AT&T Broadband LLC
- Company type: Division
- Industry: Cable television
- Founded: 1999; 27 years ago (as AT&T Digital Cable)
- Defunct: 2003
- Fate: Merged with Comcast
- Successor: Comcast Corporation
- Headquarters: Englewood, Colorado, U.S.
- Parent: AT&T
- Website: broadband.att.com at the Wayback Machine (archived 2000-10-18)

= AT&T Broadband =

Cable operations division for AT&T

AT&T Broadband LLC was an American digital cable television and telecommunications provider that served as the cable operations division of AT&T. It was founded in March 1999 when AT&T acquired the assets of TCI and renamed it as AT&T Digital Cable. The next year, it was renamed again as AT&T Broadband, and the company had acquired MediaOne as well and became the largest cable operations company in the United States. In 2001, AT&T swapped the cable systems in the San Joaquin Valley region of California, eastern Oregon, northern Utah, and southern Idaho to Cable One; while at the same time acquiring a couple Paragon/Time Warner Cable clusters in Texas and Oregon. Later that same year, it was announced that AT&T Broadband and the Comcast Corporation will be merging their assets into "AT&T Comcast Corporation." The deal was finalized in mid-November 2002 and AT&T Broadband fully merged into Comcast Corporation.

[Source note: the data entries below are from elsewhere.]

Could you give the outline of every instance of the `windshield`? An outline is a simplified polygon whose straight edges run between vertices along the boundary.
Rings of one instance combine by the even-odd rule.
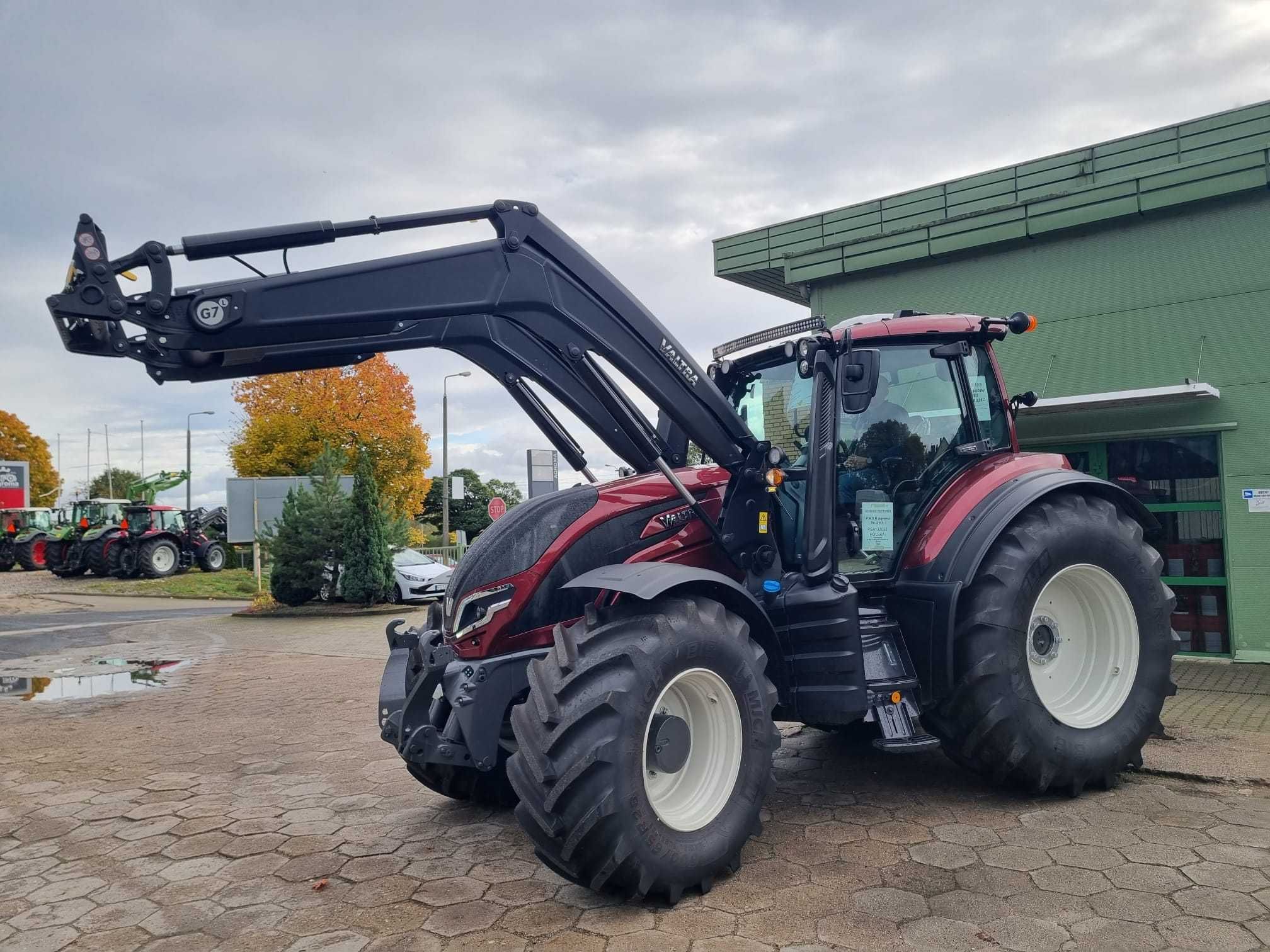
[[[870,347],[874,344],[870,343]],[[834,548],[838,571],[884,578],[930,501],[978,456],[956,453],[973,439],[1008,448],[1008,413],[984,347],[950,362],[931,343],[881,344],[878,391],[861,414],[838,409]],[[965,386],[958,364],[965,368]],[[969,397],[965,393],[969,392]],[[801,567],[812,381],[780,352],[742,364],[728,396],[759,440],[785,451],[775,494],[773,536],[787,570]],[[973,421],[972,421],[973,414]]]
[[[878,391],[861,414],[838,420],[838,570],[885,576],[927,504],[977,454],[956,447],[986,439],[1010,446],[1006,405],[983,347],[946,360],[931,344],[879,348]],[[958,380],[965,368],[969,400]]]
[[[433,565],[436,561],[432,556],[415,552],[413,548],[403,548],[400,552],[392,553],[392,565],[398,567],[406,565]]]

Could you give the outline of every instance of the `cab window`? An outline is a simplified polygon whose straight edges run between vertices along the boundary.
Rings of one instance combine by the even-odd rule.
[[[834,545],[838,570],[888,576],[926,504],[979,457],[955,447],[988,439],[1010,446],[1006,407],[984,348],[956,363],[931,344],[880,348],[878,392],[861,414],[838,420]]]

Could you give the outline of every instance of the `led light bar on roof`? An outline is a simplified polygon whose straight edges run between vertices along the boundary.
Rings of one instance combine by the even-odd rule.
[[[824,330],[824,317],[804,317],[803,320],[780,324],[767,330],[756,330],[753,334],[747,334],[743,338],[729,340],[726,344],[720,344],[711,353],[714,354],[714,359],[718,360],[720,357],[734,354],[754,344],[766,344],[768,340],[780,340],[781,338],[789,338],[794,334],[806,334],[813,330]]]

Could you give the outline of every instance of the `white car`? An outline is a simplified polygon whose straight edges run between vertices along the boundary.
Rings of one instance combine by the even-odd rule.
[[[433,602],[446,594],[446,585],[453,574],[453,567],[413,548],[399,548],[392,553],[392,592],[389,594],[394,604],[401,602]],[[335,583],[335,598],[342,595],[343,566],[340,580]],[[328,570],[326,578],[330,578]],[[330,600],[330,583],[321,586],[318,595],[323,602]]]

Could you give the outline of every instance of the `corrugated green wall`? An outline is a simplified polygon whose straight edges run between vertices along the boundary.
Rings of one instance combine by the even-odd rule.
[[[902,307],[1036,314],[1038,331],[997,348],[1011,392],[1045,386],[1045,396],[1069,396],[1196,374],[1218,387],[1219,400],[1195,406],[1059,414],[1024,421],[1020,432],[1080,442],[1220,429],[1232,644],[1237,660],[1270,661],[1270,514],[1250,514],[1241,496],[1270,486],[1270,194],[1113,225],[831,278],[813,286],[812,314],[831,324]]]

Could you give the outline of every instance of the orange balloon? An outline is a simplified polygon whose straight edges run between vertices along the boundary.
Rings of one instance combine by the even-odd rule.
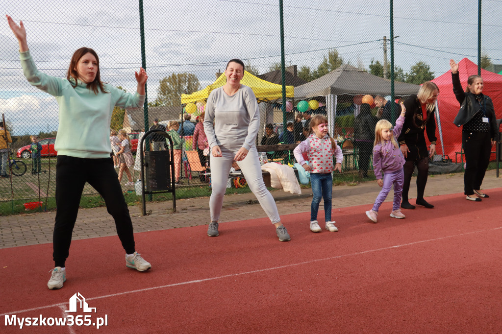
[[[373,97],[370,95],[365,95],[362,97],[361,102],[363,103],[367,103],[369,105],[373,104]]]

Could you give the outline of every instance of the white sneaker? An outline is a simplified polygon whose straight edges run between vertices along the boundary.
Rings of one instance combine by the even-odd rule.
[[[145,271],[152,268],[152,265],[143,258],[138,252],[129,256],[126,254],[126,266],[135,269],[138,271]]]
[[[56,267],[49,272],[51,272],[52,273],[51,279],[47,282],[47,287],[51,290],[63,287],[63,283],[66,280],[66,271],[61,270],[61,267]]]
[[[321,227],[319,226],[319,223],[317,223],[317,220],[313,220],[310,222],[310,230],[313,232],[321,232],[322,229]]]
[[[335,226],[335,223],[336,222],[326,222],[326,229],[329,232],[337,232],[338,229],[337,228],[336,226]]]

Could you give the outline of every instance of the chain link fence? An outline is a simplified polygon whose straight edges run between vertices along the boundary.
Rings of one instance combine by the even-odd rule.
[[[65,78],[73,52],[88,46],[99,56],[101,80],[134,92],[134,72],[145,64],[149,75],[148,105],[144,110],[116,107],[110,130],[125,129],[136,152],[142,133],[154,125],[154,119],[167,130],[178,128],[184,142],[179,175],[175,177],[179,179],[177,197],[183,198],[210,194],[204,136],[197,126],[205,98],[190,97],[210,85],[224,83],[226,63],[233,58],[246,64],[245,84],[254,85],[260,102],[257,145],[290,142],[292,137],[286,132],[290,123],[293,142],[302,140],[312,115],[325,114],[344,156],[343,172],[334,178],[358,180],[366,174],[371,176],[368,152],[372,147],[374,123],[383,117],[393,121],[399,114],[398,110],[392,113],[386,104],[416,94],[419,85],[433,80],[440,90],[436,118],[437,155],[433,160],[461,164],[461,130],[452,123],[459,105],[451,89],[449,62],[460,62],[461,76],[462,71],[477,74],[480,60],[480,67],[485,69],[481,70],[485,91],[493,100],[497,118],[502,118],[502,76],[496,74],[502,72],[502,25],[497,17],[501,2],[483,2],[480,26],[478,4],[473,2],[451,6],[455,4],[445,1],[427,5],[404,1],[371,4],[289,1],[283,8],[283,41],[278,1],[46,0],[27,1],[22,6],[5,2],[3,7],[16,22],[23,21],[34,61],[49,75]],[[482,43],[478,45],[480,29]],[[7,165],[10,176],[0,179],[0,214],[21,212],[39,202],[43,203],[38,210],[53,209],[57,103],[24,78],[18,44],[5,20],[0,38],[0,110],[13,139]],[[284,106],[282,43],[287,93]],[[266,86],[267,92],[261,92]],[[182,98],[183,94],[186,98]],[[359,115],[365,114],[366,106],[369,114],[358,120]],[[272,133],[266,131],[269,124]],[[161,144],[155,148],[163,149]],[[40,157],[34,154],[36,149]],[[267,155],[281,163],[294,162],[290,151],[271,151]],[[128,183],[139,178],[140,168],[138,164],[129,166],[131,179],[124,174],[121,181],[131,203],[140,201],[134,184]],[[244,191],[243,184],[242,180],[232,180],[230,186]],[[81,204],[103,203],[86,185]]]

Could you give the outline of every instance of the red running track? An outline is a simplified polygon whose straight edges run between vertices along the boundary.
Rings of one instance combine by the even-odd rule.
[[[2,249],[1,331],[96,331],[20,330],[8,313],[106,315],[106,333],[500,332],[502,188],[488,193],[428,198],[435,208],[403,220],[386,203],[376,224],[371,206],[334,208],[336,233],[310,232],[309,213],[285,215],[286,243],[265,219],[221,224],[216,238],[206,226],[138,233],[153,266],[143,273],[126,267],[116,236],[75,241],[58,290],[46,287],[52,245]],[[77,292],[95,313],[64,312]]]

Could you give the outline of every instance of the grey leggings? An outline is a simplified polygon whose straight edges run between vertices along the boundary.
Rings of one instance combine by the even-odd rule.
[[[230,169],[232,167],[234,156],[242,147],[241,144],[235,145],[235,143],[242,143],[243,140],[236,140],[235,138],[218,138],[218,142],[223,156],[215,157],[211,155],[210,157],[212,191],[209,199],[209,210],[211,220],[213,222],[218,221],[219,219]],[[262,168],[256,147],[254,146],[252,147],[246,157],[242,161],[237,161],[237,163],[240,168],[249,189],[258,199],[260,205],[272,224],[280,222],[281,218],[276,202],[263,182]]]

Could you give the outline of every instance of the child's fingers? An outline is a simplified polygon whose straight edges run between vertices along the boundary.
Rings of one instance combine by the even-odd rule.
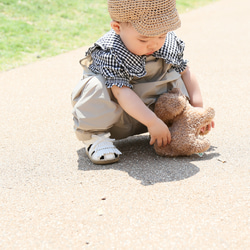
[[[151,136],[151,139],[150,139],[149,144],[150,144],[150,145],[153,145],[153,144],[155,143],[155,141],[156,141],[156,138],[153,137],[153,136]]]

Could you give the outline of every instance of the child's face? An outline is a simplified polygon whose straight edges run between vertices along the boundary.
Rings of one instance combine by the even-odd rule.
[[[159,50],[163,46],[167,35],[143,36],[128,23],[111,22],[111,27],[115,30],[116,34],[120,35],[127,49],[138,56],[151,55]]]

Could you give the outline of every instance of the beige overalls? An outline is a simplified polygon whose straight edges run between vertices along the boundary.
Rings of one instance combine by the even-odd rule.
[[[86,141],[92,134],[110,132],[111,138],[122,139],[147,132],[143,124],[123,111],[111,89],[106,87],[105,78],[88,69],[91,61],[91,56],[81,60],[83,78],[71,95],[77,138]],[[150,109],[153,110],[159,95],[173,87],[180,88],[182,93],[188,96],[181,75],[163,59],[148,56],[146,72],[142,78],[134,77],[130,84],[133,85],[133,91]]]

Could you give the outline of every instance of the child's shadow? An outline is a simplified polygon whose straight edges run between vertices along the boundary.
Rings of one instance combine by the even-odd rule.
[[[118,163],[110,165],[95,165],[87,157],[85,149],[77,151],[78,169],[83,171],[115,169],[127,172],[131,177],[140,180],[142,185],[153,185],[159,182],[184,180],[197,174],[200,169],[191,161],[209,160],[217,153],[211,153],[214,148],[203,157],[193,155],[190,157],[168,158],[155,154],[149,145],[149,136],[140,135],[116,141],[115,145],[122,155]]]

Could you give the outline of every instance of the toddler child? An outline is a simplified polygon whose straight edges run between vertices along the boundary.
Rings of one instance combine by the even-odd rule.
[[[108,10],[112,29],[80,61],[83,78],[72,92],[75,133],[95,164],[119,160],[115,139],[148,131],[151,145],[170,143],[169,129],[153,109],[173,87],[191,105],[203,106],[183,59],[185,45],[173,32],[181,25],[175,0],[108,0]]]

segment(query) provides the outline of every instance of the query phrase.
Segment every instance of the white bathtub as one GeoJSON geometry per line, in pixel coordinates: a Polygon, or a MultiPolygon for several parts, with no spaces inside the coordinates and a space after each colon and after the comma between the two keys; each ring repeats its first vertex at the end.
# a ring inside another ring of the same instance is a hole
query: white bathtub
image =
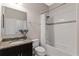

== Merger with Comcast; Acquisition ==

On December 19, 2001, AT&T Broadband and Comcast Corporation announced that they would be merging as a decision was made by their respective Board of Directors. The value of the transaction was $72 billion and jointly had covered over 22 million subscribers across all United States. Originally, the name of the merger company was supposed to be AT&T Comcast Corporation with each company providing 5 members for the Board of Directors, including 2 external members.

In late 2002, AT&T announced that it would go through corporate restructuring. In the middle of November 2002, the deal was finalized and Comcast acquired AT&T Broadband under the name "Comcast Corporation".